How many different foods can you name that originated in ancient times with the thought of “Gee, I wonder how we can avoid starving to death next winter?” I can think of a few right away - cheese, bacon, sauerkraut, pickles, and lutefisk. Can anyone expand this list?
I have never tried lutefisk. Should I? Is it available in New Mexico? Would it be good with red chile?
(Another question occurred to me as I was typing this post. How do you properly punctuate a sentence which is a question that ends with a quote that is also a question. Did I do it right? This question probably belongs in a different forum.)
I’m not sure lutefisk is good with anything. I understand it is an acquired taste.
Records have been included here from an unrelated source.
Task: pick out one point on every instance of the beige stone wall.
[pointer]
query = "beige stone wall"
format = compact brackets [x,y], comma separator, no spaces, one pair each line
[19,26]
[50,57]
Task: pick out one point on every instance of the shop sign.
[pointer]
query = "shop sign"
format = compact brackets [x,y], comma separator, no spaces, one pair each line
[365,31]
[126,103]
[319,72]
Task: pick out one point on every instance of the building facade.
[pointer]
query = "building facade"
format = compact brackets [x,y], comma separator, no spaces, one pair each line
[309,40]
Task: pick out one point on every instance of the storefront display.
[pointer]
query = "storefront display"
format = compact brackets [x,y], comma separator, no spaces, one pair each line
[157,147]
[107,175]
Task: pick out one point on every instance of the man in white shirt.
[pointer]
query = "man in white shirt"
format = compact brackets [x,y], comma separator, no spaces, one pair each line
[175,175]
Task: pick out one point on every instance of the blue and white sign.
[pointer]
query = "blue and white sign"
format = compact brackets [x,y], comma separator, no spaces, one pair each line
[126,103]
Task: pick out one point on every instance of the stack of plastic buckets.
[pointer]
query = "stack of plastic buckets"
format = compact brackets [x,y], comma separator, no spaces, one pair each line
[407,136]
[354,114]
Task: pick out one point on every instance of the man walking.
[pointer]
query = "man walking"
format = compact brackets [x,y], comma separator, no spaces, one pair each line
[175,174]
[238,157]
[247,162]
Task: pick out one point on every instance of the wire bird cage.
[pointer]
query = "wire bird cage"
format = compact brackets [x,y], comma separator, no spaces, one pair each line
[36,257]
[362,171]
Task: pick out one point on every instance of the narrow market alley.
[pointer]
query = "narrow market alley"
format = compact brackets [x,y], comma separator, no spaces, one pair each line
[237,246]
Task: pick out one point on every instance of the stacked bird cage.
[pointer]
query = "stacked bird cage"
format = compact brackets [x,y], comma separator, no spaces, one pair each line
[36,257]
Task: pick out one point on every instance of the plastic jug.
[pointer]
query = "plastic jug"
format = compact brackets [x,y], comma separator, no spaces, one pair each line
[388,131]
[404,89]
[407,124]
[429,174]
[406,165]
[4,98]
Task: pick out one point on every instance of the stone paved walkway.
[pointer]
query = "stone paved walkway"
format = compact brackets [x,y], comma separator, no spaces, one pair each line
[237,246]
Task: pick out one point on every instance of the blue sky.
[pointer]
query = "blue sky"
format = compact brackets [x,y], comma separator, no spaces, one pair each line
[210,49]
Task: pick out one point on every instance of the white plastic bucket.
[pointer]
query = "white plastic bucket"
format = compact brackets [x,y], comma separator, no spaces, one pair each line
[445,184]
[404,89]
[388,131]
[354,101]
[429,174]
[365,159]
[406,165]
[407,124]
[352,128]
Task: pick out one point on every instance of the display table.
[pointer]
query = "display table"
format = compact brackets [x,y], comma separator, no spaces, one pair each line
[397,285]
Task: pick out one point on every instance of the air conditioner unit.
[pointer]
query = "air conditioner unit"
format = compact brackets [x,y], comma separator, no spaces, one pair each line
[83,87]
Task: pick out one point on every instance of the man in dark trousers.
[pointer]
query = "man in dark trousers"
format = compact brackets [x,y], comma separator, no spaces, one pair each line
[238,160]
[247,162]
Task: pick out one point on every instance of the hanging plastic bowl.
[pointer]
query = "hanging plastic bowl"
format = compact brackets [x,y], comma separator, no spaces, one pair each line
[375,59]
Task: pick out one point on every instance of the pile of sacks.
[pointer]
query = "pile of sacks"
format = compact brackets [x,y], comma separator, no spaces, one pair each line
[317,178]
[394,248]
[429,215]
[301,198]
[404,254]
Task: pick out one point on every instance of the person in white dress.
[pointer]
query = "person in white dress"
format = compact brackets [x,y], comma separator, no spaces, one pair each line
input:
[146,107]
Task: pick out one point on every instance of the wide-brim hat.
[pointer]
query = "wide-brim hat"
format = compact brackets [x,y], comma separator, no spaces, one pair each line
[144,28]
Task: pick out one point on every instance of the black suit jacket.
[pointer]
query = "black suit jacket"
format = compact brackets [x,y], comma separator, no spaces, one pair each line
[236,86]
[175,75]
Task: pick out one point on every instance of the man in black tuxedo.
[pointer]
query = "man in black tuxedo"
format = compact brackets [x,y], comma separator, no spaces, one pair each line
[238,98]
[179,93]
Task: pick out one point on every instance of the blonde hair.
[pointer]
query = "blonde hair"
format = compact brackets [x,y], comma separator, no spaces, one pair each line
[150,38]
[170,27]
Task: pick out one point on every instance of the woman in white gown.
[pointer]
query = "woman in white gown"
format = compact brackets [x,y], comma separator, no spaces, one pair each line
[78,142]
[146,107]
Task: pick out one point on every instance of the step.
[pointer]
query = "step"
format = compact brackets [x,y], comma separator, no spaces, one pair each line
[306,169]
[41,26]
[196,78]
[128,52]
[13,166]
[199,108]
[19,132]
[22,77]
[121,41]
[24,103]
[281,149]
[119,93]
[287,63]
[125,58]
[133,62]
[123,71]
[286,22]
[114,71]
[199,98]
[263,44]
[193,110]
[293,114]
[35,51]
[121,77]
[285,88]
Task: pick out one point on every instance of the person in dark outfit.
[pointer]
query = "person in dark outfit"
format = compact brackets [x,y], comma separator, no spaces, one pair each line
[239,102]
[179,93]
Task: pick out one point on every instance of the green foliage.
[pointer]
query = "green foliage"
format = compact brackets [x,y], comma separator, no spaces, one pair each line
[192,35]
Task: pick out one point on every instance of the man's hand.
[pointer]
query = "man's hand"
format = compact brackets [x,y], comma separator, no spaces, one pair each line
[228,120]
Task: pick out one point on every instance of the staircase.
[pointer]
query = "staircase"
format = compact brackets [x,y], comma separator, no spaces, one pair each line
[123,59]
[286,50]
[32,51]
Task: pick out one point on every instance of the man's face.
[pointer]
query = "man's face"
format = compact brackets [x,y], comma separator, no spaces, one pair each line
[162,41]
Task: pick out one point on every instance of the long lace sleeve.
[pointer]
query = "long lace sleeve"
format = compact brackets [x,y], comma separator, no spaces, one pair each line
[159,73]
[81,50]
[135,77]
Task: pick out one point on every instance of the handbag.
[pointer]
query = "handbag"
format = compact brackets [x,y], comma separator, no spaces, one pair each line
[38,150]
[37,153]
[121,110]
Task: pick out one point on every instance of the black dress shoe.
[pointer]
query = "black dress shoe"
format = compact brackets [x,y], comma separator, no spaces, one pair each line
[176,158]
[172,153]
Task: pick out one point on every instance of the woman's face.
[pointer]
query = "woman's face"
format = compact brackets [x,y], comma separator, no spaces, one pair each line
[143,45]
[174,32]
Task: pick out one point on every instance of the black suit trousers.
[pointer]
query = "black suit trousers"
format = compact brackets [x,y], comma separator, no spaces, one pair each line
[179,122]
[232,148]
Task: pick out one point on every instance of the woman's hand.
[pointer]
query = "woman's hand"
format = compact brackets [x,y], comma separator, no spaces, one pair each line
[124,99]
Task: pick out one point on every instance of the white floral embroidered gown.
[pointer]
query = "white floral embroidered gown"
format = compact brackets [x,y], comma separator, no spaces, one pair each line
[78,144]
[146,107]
However, it seems that you need to start acquiring it at a young age.
In the same vein as sauerkraut, there’s kimchi (which is a different process that produces different flavors, and which can be done with a wide variety of vegetables, not just cabbage).
Off the top of my head, there’s also jerky, pemmican, and a wide variety of dried fruits.
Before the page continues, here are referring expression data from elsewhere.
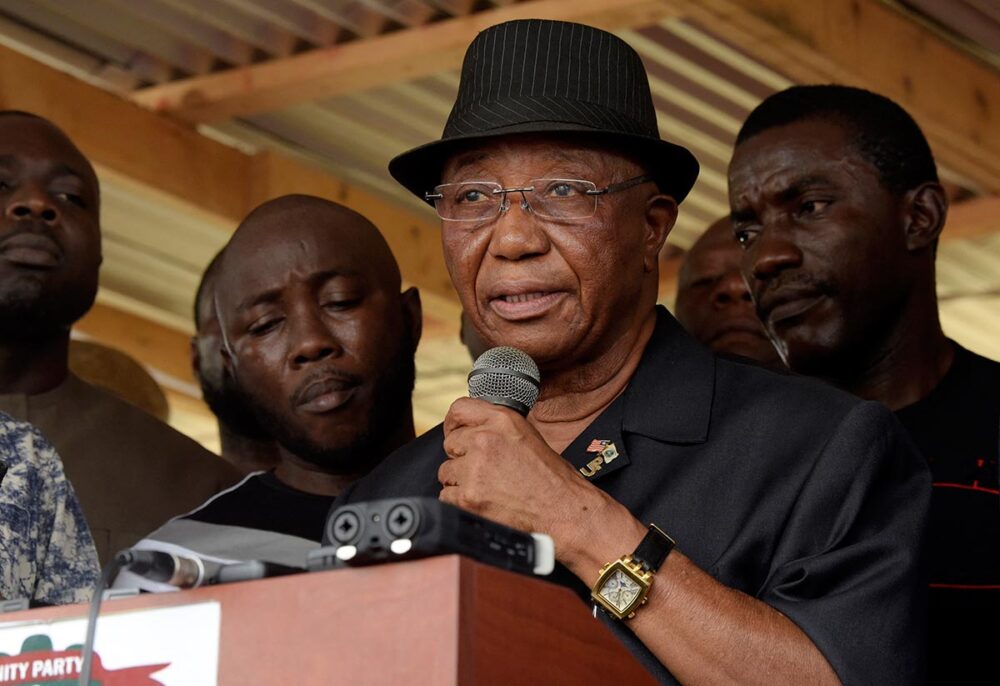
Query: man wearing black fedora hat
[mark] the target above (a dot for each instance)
(797, 511)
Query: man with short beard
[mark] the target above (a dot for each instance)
(244, 442)
(129, 470)
(319, 342)
(836, 200)
(729, 524)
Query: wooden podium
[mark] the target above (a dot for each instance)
(442, 620)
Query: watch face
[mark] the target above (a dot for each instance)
(620, 590)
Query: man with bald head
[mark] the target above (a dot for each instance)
(320, 343)
(129, 470)
(713, 302)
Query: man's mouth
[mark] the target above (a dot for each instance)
(31, 250)
(789, 302)
(742, 329)
(325, 395)
(524, 303)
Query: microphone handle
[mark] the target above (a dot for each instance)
(156, 565)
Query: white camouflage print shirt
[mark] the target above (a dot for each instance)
(46, 551)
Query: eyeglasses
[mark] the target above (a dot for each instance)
(471, 201)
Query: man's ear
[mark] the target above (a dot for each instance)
(925, 210)
(195, 357)
(661, 214)
(413, 314)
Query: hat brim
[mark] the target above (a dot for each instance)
(673, 167)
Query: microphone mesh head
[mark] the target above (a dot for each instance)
(505, 376)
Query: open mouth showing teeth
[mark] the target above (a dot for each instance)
(523, 297)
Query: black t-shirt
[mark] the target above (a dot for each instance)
(262, 502)
(957, 428)
(790, 491)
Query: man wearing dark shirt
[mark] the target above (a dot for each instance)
(788, 515)
(319, 342)
(835, 198)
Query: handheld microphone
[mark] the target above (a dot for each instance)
(167, 568)
(506, 376)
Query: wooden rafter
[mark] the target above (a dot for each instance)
(167, 161)
(955, 97)
(378, 61)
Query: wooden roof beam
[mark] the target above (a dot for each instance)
(379, 61)
(167, 158)
(954, 97)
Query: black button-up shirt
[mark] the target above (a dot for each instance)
(795, 493)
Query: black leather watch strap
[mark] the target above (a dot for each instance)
(653, 549)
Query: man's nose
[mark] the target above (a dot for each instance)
(730, 289)
(517, 232)
(32, 203)
(773, 252)
(312, 339)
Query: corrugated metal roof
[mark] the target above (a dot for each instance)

And are we counting foods (such as most root vegetables) that can last for months or years in their natural state?
That’s not really what I was thinking about this morning but I still wouldn’t mind discussing them. What motivated my question was the thought that mankind might never have invented certain foods if it were not for our ancient ancestors lack of modern technology. Can you imagine a world without bacon? What a horrible scenario that would be.
Not really. Whiskey and most other fermented beverages like wine or mead don’t have the nutritive value of beer. Also, distilled beverages like whiskey date to only around five hundred years ago, which aren’t really “ancient times.”
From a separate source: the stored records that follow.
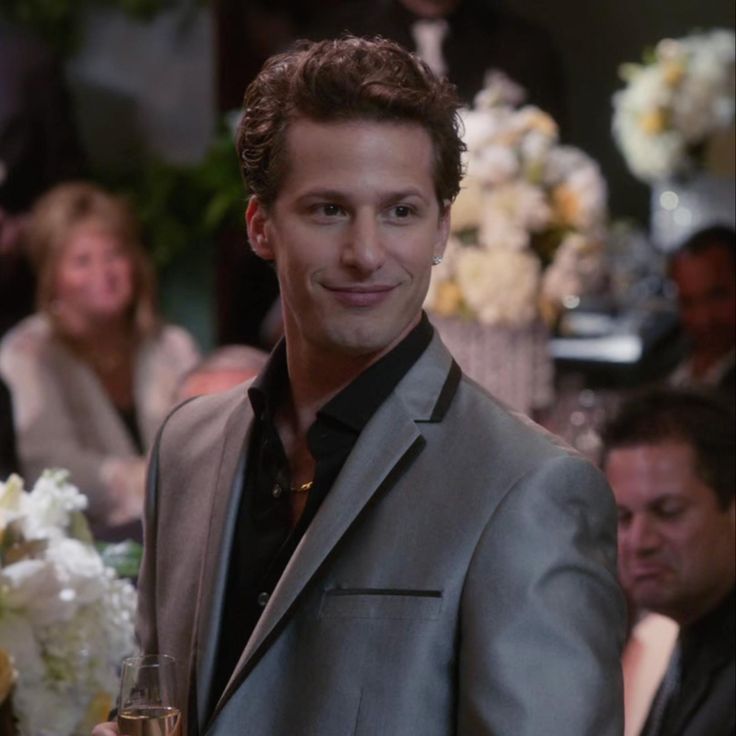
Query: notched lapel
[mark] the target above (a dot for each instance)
(371, 466)
(356, 484)
(213, 579)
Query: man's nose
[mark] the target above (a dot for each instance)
(363, 249)
(643, 535)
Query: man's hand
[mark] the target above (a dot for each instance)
(106, 729)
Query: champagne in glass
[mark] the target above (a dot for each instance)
(148, 697)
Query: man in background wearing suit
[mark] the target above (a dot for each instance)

Whiskey provides mostly calories, and has little food value beyond that. While it’s a more concentrated form for shipping alcohol than beer, it wasn’t developed to serve as a food.
Raisins and Prunes, which I supposed could fall under the heading of “dried fruit”, although it’s whole dried fruit, as opposed to dried apple slices and the like.
I don’t know how ancient it is, but the US Navy shortly after the Revolution had “Dried soup”, which was soup with all the water boiled out of it, leaving a solid black mass that could be reconstituted by simply putting it in a pot of boiling water. There’s a solid black chunk of this stuff at the USS Constitution museum in Boston. It looks more ike building material than food, but it could apparently keep forever.
For that matter, Ship’s Biscuit also keeps forever, if you keep it dry. It was basically flour and water, mixed to a paste (with little water in it) and baked. The result was hard as a rock, but woulkd keep without preservatives. They must have had stuff like this in the ancient world – when Ernest by Schoedsack and Merian C. Cooper were making the film Grass in Afghanistan in the 1920s (well over a decade before they made King Kong), they followed the nomadic herdsmen who themselves followed the grass that kept their herds alive (hence the film’s title). Their financial backer, a woman whose name I can’t recall, reportedly broke a tooth on the nomads’ rock-hard bread, which must have been a cousin to ship’s biscuit.
Miso is apparently REALLY old. As in, 4th century BC old.
I’d imagine that dried fruit and dried meat are probably the very oldest preserved foods though- they take very little in the way of extra ingredients or infrastructure.